使用建议

CPU频率调节器

始终使用 performance 频率调节器。 on-demand 频率调节器在持续高需求的情况下，效果更差。

echo 'performance' | sudo tee /sys/devices/system/cpu/cpu*/cpufreq/scaling_governor

CPU限制

处理器可能会过热。使用 dmesg 查看CPU的时钟速率是否由于过热而受到限制。该限制也可以在数据中心级别外部设置。您可以使用 turbostat 在负载下对其进行监控。

RAM

对于少量数据（压缩后约200GB），最好使用与数据量一样多的内存。对于大量数据，以及在处理交互式（在线）查询时，应使用合理数量的RAM（128GB或更多），以便热数据子集适合页面缓存。即使对于每台服务器约50TB的数据量，与64GB相比，使用128GB的RAM也可以显着提高查询性能。

不要禁用 overcommit。
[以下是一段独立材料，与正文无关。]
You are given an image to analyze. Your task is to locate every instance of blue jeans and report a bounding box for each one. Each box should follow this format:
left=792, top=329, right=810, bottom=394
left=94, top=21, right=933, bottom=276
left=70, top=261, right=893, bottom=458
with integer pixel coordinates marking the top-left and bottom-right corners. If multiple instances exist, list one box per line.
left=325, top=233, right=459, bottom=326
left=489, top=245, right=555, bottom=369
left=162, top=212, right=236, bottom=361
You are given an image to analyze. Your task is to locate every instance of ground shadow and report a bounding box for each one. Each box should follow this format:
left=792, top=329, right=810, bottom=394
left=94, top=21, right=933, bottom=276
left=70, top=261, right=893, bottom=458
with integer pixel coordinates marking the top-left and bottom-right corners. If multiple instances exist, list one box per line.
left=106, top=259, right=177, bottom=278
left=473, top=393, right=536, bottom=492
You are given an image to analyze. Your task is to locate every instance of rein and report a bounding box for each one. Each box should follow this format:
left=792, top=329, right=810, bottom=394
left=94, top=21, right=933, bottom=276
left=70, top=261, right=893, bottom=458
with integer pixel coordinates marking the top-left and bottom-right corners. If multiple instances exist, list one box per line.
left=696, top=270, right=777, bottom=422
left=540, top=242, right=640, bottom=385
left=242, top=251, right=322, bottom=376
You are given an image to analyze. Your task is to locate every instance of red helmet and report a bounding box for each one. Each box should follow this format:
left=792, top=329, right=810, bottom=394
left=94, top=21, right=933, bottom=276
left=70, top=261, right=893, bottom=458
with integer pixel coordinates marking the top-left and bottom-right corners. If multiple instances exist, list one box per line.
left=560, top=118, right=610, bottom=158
cat /proc/sys/vm/overcommit_memory 的值应该为0或1。运行

$ echo 0 | sudo tee /proc/sys/vm/overcommit_memory

大页(Huge Pages)

始终禁用透明大页(transparent huge pages)。它会干扰内存分配器，从而导致显着的性能下降。

echo 'never' | sudo tee /sys/kernel/mm/transparent_hugepage/enabled

使用 perf top 来查看内核在内存管理上花费的时间。永久大页(permanent huge pages)也不需要被分配。

存储子系统

如果您的预算允许您使用SSD，请使用SSD。如果没有，请使用硬盘。 SATA硬盘7200转就行了。
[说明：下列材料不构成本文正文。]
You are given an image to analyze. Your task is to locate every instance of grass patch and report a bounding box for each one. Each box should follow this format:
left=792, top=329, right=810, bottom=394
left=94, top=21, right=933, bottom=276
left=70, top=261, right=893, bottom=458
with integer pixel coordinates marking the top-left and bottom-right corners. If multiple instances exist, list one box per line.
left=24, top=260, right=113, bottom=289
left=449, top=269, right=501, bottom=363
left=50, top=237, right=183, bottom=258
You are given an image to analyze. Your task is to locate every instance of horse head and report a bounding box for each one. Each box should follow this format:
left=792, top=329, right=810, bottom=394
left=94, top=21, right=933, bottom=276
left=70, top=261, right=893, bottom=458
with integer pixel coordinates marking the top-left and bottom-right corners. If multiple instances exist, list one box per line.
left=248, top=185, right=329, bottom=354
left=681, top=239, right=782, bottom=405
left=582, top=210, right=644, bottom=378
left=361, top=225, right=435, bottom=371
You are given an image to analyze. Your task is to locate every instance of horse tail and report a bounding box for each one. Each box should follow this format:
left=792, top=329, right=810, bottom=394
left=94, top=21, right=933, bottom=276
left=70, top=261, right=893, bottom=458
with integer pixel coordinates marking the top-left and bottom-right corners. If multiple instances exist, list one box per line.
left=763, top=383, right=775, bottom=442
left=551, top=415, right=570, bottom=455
优先选择许多带有本地硬盘驱动器的服务器，而不是少量带有附加磁盘架的服务器。但是对于存储极少查询的档案，架子可以使用。

RAID

当使用硬盘，你可以结合他们的RAID-10，RAID-5，RAID-6或RAID-50。对于Linux，软件RAID更好（使用 mdadm). 我们不建议使用LVM。当创建RAID-10，选择 far 布局。如果您的预算允许，请选择RAID-10。

如果您有4个以上的磁盘，请使用RAID-6（首选）或RAID-50，而不是RAID-5。当使用RAID-5、RAID-6或RAID-50时，始终增加stripe_cache_size，因为默认值通常不是最佳选择。

echo 4096 | sudo tee /sys/block/md2/md/stripe_cache_size

使用以下公式从设备数量和块大小中计算出确切的数量: 2 * num_devices * chunk_size_in_bytes / 4096。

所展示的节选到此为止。